Review: The Secrets Between Us

After nearly 20 years working as a maid for a wealthy Mumbai family, Bhima has been abruptly dismissed. Though she did the right thing in speaking out about a shameful situation, she is left with no income to support herself and her college-age granddaughter, Maya. As Bhima struggles to adjust to her new reality, she finds an unexpected business partner in Parvati, a sharp-tongued elderly woman who ekes out a living selling cauliflower at the nearby market. Both women have spent their lives on the knife edge of poverty. Their bitter experiences, professional and personal, and their fierce pride make them wary of trusting others, but they set up a vegetable stand together and gradually come to rely on one another. Thrity Umrigar's eighth novel, The Secrets Between Us, traces the intertwined journeys of Bhima, Parvati and their loved ones in acutely observed prose.
 
Readers of Umrigar's 2006 novel, The Space Between Us, will recognize Bhima and Maya, as well as Bhima's longtime employer, Sera, and the circumstances of Bhima's dismissal.

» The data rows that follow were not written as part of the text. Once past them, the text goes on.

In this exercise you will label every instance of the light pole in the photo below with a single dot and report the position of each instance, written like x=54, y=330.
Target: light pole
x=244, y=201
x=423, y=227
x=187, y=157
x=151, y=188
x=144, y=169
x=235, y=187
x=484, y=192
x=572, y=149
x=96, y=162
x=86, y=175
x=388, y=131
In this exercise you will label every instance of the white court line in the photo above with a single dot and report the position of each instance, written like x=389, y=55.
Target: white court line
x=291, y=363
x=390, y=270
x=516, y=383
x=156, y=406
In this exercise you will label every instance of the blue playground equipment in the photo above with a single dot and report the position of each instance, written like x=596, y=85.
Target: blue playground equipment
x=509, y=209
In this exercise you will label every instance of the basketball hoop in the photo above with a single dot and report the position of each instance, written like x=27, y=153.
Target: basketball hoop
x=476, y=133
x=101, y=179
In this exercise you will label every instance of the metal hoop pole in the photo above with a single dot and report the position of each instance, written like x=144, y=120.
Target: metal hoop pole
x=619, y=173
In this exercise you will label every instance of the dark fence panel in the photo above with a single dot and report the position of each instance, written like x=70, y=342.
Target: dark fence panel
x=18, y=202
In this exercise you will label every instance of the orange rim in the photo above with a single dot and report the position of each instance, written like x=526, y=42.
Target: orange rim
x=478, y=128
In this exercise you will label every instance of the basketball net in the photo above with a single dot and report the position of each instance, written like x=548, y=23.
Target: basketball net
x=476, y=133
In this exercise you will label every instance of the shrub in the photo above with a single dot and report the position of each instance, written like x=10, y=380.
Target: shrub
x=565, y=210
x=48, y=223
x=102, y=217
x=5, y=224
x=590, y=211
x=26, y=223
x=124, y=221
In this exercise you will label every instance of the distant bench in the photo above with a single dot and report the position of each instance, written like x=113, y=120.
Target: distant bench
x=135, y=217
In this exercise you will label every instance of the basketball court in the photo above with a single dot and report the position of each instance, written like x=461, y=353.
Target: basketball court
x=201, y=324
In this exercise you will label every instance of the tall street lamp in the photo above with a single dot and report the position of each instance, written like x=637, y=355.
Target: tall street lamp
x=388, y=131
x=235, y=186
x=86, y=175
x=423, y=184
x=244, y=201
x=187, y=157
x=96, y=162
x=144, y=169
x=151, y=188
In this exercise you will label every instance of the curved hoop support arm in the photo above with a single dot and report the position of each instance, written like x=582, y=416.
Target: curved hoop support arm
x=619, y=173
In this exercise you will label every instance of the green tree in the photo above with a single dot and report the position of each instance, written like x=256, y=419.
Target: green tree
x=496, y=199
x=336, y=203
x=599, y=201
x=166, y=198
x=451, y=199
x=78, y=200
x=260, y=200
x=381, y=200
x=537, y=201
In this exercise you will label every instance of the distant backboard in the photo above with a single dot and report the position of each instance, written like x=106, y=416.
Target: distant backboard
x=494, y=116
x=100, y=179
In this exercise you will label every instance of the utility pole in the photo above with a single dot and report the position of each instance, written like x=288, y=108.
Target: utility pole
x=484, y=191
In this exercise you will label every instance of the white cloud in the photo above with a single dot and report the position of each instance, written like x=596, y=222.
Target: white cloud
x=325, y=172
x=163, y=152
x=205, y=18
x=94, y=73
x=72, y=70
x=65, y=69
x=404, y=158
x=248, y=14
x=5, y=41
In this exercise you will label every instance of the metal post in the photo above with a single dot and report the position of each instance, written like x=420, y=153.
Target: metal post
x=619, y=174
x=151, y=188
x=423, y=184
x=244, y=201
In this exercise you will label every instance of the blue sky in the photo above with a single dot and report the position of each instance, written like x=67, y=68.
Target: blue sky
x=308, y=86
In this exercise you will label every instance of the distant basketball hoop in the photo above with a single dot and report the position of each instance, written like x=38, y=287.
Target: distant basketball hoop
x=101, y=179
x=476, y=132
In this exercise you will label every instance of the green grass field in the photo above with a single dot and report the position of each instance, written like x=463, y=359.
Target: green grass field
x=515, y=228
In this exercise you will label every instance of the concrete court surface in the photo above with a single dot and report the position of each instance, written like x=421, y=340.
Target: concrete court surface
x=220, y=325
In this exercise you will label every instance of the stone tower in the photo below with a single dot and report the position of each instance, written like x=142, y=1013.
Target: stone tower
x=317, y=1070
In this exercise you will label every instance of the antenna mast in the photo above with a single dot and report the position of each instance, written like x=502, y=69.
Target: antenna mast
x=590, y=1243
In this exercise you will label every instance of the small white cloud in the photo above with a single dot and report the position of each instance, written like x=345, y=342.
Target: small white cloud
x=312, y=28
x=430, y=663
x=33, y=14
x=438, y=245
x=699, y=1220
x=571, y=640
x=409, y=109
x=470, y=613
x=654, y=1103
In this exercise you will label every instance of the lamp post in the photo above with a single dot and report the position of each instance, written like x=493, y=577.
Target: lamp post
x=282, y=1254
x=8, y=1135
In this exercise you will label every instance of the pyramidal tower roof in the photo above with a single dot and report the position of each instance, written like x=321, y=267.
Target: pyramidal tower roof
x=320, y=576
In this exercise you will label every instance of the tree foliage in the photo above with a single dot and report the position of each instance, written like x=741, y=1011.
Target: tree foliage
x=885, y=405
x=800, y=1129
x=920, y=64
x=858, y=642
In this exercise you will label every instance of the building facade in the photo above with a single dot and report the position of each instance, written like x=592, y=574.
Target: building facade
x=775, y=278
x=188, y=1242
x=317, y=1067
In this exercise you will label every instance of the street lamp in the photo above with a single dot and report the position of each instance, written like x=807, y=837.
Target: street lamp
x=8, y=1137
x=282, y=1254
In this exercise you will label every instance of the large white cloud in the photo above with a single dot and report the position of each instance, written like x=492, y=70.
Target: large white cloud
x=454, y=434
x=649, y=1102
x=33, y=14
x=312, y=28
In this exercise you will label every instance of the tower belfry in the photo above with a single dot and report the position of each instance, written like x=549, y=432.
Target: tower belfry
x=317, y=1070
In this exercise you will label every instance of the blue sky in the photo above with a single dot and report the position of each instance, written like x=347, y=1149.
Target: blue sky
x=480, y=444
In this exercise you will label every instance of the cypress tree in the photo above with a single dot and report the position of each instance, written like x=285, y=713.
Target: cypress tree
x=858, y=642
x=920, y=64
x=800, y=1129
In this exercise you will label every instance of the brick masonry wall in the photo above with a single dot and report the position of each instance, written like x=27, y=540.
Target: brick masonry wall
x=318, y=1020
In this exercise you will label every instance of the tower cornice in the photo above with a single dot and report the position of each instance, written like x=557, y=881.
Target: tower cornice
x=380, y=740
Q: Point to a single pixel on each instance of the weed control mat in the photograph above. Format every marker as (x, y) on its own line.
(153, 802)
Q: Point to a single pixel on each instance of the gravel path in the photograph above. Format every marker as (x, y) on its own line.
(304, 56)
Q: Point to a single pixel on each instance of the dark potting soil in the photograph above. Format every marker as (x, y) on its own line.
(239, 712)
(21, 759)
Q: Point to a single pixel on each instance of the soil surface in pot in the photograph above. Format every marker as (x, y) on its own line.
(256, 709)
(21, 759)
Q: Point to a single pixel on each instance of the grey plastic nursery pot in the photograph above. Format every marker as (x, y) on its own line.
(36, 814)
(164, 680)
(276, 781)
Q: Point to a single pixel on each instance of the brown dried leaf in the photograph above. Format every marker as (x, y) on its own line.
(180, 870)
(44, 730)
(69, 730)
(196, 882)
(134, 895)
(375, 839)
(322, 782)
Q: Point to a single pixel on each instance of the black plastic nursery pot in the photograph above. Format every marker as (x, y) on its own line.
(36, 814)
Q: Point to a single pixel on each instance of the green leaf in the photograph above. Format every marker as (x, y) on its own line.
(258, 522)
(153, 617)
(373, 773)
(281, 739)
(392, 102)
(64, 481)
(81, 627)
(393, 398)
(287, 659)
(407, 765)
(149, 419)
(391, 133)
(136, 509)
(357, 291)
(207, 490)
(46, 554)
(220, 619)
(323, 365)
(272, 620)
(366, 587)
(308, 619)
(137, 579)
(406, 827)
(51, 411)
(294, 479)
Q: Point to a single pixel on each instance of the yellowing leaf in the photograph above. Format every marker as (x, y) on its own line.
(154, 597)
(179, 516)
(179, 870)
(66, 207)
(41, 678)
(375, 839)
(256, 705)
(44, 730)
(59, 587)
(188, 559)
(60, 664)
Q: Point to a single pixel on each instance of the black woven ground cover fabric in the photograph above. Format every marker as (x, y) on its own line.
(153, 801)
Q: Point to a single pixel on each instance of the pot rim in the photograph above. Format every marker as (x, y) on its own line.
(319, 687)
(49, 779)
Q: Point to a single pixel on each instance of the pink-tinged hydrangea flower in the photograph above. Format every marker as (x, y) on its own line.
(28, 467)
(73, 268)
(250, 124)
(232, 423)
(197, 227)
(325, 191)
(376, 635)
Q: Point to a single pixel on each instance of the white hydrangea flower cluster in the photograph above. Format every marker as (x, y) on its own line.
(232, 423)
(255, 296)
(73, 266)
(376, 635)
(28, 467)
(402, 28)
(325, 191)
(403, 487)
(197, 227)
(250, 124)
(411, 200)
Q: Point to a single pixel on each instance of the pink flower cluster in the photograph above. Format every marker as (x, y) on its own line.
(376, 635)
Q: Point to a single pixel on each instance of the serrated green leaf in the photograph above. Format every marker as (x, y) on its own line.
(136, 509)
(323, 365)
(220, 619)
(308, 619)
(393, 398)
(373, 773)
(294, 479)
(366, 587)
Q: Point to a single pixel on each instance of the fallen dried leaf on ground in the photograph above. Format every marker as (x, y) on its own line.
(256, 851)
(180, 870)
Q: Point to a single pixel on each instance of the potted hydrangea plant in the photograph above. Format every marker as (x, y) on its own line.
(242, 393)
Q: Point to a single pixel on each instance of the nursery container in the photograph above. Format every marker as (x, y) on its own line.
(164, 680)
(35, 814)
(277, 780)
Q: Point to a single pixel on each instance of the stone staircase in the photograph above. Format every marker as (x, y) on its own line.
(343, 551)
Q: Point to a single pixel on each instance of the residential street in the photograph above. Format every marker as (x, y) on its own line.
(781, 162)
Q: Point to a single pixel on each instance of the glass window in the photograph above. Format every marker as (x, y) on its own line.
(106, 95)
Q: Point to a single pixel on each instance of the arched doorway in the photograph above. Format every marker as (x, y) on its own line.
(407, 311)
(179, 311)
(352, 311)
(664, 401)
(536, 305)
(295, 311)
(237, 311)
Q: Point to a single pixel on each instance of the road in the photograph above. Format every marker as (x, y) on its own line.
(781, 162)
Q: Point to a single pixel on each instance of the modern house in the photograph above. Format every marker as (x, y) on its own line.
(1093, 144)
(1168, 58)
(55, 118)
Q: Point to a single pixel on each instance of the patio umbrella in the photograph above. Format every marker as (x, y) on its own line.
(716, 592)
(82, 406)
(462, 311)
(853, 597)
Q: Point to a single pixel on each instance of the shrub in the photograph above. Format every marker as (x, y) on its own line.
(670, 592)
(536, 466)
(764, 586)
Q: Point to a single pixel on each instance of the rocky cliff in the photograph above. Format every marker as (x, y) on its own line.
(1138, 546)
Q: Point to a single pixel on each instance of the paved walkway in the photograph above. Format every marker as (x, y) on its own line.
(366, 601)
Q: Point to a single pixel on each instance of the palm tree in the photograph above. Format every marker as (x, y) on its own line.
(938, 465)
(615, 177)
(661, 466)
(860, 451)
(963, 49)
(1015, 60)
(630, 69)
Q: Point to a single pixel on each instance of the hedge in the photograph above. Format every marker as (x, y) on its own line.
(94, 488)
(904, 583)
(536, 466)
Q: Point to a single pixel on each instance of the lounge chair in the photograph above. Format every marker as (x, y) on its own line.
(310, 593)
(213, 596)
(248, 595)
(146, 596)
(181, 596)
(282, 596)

But The Secrets Between Us stands alone: its focus is squarely on Bhima, who must confront not only her financial worries but her long-held prejudices related to class and other social divisions. Umrigar takes readers inside the Mumbai slums, vividly evoking both the cramped living conditions and Bhima's deep shame at having to live there.
 
While she longs for Maya to escape the neighborhood's crushing poverty, Bhima also fears the day her educated granddaughter will disappear from her life. She knows that social codes are changing rapidly in Mumbai, but she is also unsure how to navigate a new world where the rules are different. A subplot involving a client and her artist partner shows both Bhima's deep discomfort with shifting norms and her eventual willingness to open her mind to new ideas.
 
Umrigar also gradually reveals more of Parvati's background, including her experiences as a young woman and her unhappy marriage. Both women have been hardened by difficult events in their lives, but they find surprising tenderness and strength in their tenuous friendship. Umrigar draws her characters with a keen and compassionate hand--not only her protagonists but her supporting characters as well, like Rajeev, who makes deliveries for the vegetable stand and watches over both women like a devoted son. Even Maya, despite her tendency to act like a spoiled child, is more complex than she first appears.
 
Packed with sensory details and tart dialogue, Umrigar's novel deftly evokes the complicated realities of poverty, love, hard work, guilt, grief and friendship in modern-day Mumbai. --Katie Noah Gibson, blogger at Cakes, Tea and Dreams
 
Shelf Talker: Two women living in the slums of Mumbai form a tentative business partnership and friendship.